NATO will reinforce chemical, biological and nuclear defenses in response to Russia, secretary general says

From CNN's Amy Cassidy in London

NATO Secretary General Jens Stoltenberg addresses a press conference at NATO Headquarters in Brussels on March 24.
NATO Secretary General Jens Stoltenberg addresses a press conference at NATO Headquarters in Brussels on March 24. (Kenzo Tribouillard/AFP/Getty Images)

NATO will reinforce its chemical, biological and nuclear defense systems on fears Russia is planning to use such weapons against the people of Ukraine, Secretary General Jens Stoltenberg said Thursday. 

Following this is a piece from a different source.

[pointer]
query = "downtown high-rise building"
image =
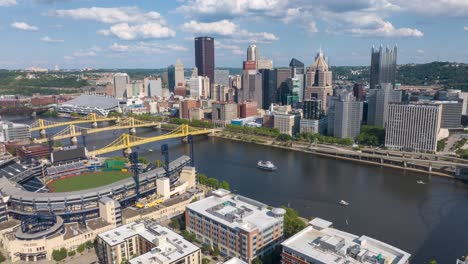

"Our top military commander General Walters has activated NATO's chemical, biological, radiological and nuclear defense elements, and allies are deploying additional chemical and biological and nuclear defenses to reinforce our existing and new backing groups,” he told reporters in Brussels following an extraordinary meeting of heads of state and government.

The concerns stem from “absolutely false” Russian “rhetoric” that the United States, NATO allies and Ukraine are preparing to use biological weapons, Stoltenberg said.

“We’ve seen before that this way of accusing others is actually a way to try to create a pretext to do the same themselves."

Before he spoke, NATO leaders issued a joint statement vowing to “enhance our preparedness and readiness for chemical, biological, radiological and nuclear threats,” adding “further decisions” will be taken at the next NATO summit, scheduled for this summer in Madrid. 

“Any use by Russia of a chemical or biological weapon would be unacceptable and result in severe consequences," the statement added.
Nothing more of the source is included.